Sunday, April 15, 2012

Andrews Living Arts Studios: Avenue Q (reviews)

Andrews Living Arts Studios opened its production of Avenue Q The Musical on April 6, 2012.
Avenue Q  was the winner of the TONY “Triple Crown” for BEST MUSICAL, BEST SCORE and BEST BOOK  in 2003. With 2,534 performances,  Avenue Q ranks 21st on the list of longest running shows in Broadway history.

Avenue Q is a musical in two acts, conceived by Robert Lopez and local Florida resident, Jeff Marx, who wrote the music and lyrics. The book was written by Jeff Whitty.   Avenue Q is a coming-of-age parable, addressing and satirizing the issues and anxieties associated with entering adulthood. The musical uses puppets alongside human actors.

Warning: the characters use abundant profanity in dialogue and musical lyrics and there are episodes of "full puppet nudity" and puppet “sex”.
Robert D. Nation directed a cast that included Nora Emmanuel, Peter Gorobetz, Rachel Klein-Muller, James Lott, Donni McCarthy, Christie Oliver, Kenneth Stigger, Pamela Stigger, Todd Storey, Clayton Stults, and Jay Reese.  Vocal Direction by Rachel Klein-Miller

Bill Hirschman reviewed for Florida Theater On Stage:
Just how strong are the songs and jokes in the Tony-winning musical Avenue Q?  So sturdy that even with shaky voices, so-so acting and laugh-killing scenery changes, the enthusiastic and earnest cast at Andrews Living Arts Studio nearly pulled off the sassy satire of urban life. Nearly.

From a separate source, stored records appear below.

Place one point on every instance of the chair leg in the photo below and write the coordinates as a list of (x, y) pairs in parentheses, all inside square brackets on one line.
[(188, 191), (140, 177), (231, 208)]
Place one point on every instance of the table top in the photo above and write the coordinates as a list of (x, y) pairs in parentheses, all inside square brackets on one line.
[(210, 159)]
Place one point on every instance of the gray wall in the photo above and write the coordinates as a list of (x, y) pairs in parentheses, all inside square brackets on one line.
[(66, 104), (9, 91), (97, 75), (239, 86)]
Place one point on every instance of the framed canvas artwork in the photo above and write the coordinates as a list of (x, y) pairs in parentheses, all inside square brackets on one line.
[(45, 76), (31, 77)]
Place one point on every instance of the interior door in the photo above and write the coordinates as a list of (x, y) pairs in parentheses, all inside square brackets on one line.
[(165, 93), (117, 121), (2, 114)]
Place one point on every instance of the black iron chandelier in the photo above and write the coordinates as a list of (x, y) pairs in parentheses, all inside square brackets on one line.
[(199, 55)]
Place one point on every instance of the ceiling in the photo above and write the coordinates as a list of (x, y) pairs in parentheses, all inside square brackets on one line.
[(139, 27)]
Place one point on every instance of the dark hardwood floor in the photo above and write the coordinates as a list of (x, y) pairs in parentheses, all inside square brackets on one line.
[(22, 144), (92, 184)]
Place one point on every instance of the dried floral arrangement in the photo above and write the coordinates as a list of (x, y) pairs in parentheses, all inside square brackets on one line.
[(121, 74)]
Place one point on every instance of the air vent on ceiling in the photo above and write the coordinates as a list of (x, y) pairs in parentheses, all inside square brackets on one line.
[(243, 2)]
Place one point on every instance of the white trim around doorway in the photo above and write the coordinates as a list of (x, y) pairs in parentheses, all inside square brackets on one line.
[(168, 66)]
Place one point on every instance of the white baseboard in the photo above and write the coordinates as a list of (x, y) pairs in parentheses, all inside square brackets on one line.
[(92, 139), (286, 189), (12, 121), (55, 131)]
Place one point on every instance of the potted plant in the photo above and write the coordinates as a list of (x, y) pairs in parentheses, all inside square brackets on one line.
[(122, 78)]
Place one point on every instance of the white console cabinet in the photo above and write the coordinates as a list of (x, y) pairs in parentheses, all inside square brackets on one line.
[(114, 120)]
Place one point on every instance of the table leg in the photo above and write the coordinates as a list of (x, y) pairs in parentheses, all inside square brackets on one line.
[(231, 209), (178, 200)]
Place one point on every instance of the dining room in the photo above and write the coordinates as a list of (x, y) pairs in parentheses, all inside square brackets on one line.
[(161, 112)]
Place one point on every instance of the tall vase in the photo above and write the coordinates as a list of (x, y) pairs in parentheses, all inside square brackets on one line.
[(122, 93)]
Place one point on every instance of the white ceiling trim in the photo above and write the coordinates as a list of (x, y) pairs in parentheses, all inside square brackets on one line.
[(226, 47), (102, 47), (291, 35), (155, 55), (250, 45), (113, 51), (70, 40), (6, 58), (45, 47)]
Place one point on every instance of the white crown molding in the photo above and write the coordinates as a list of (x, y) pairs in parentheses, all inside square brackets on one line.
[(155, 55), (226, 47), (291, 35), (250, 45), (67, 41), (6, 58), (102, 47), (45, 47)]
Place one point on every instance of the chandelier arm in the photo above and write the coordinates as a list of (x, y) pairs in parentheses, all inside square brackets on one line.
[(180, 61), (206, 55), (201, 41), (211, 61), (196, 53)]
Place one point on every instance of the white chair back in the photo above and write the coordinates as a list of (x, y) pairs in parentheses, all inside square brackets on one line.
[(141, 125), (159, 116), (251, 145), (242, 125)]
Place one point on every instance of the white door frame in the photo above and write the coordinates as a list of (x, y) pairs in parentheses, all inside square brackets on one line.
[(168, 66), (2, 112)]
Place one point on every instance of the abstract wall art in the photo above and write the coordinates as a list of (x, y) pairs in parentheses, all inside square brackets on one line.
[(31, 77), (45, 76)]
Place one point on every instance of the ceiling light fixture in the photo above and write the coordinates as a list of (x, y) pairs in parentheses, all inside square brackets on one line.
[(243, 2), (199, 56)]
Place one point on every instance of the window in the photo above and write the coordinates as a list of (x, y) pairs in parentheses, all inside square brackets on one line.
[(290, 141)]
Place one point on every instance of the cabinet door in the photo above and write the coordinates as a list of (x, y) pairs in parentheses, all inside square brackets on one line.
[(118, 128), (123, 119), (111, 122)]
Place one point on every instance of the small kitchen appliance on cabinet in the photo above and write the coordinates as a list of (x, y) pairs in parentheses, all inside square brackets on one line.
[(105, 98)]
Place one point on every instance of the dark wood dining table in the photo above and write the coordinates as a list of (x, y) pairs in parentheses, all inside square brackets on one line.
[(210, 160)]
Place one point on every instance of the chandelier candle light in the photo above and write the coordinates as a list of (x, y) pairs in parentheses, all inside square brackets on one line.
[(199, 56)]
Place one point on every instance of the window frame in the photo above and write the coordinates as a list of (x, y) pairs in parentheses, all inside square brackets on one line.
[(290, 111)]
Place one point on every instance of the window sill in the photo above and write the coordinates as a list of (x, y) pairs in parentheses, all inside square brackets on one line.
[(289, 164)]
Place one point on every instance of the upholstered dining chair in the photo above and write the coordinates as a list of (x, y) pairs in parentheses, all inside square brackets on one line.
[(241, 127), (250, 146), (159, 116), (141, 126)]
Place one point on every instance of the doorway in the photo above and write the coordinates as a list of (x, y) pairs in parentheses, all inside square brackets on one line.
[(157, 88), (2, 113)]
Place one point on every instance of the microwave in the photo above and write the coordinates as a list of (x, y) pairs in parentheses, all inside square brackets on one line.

A forgiving undemanding audience may enjoy the evening because this R-rated,  irreverent, profane and ribald riff on Sesame Street is just innately that funny. Pickier listeners will tire of some singers who can barely be heard in the second of the tiny theater’s three rows or how many actors with pleasant voices keep hitting flat notes.
Some of the performers under the direction of Robert D. Nation, in fact, have a flair for making the large Muppet-like creatures come to life, especially Lott and Storey.
A serious problem is that scene changes occurring in blackouts take too long and bring the pace to a screeching halt. This is not the theater’s fault: It has so little money that it cannot afford morphing sets and enough lighting instruments to light one area of the stage while another is changed.

Once again, credit Andrews Living Arts and Nation for aiming high. The shoestring company, which performs in an old mechanic’s garage, has bravely attempted difficult works like Equus and Angels In America. This time, it’s climbed out on a financial limb by renting the puppets, videos and pre-recorded music tracks in hopes that this might be their breakout hit in an open-ended run.
The Andrews Living Arts Studio production of Avenue Q is currently selling tickets through May 6, 2012, with hopes to extend if sales warrant.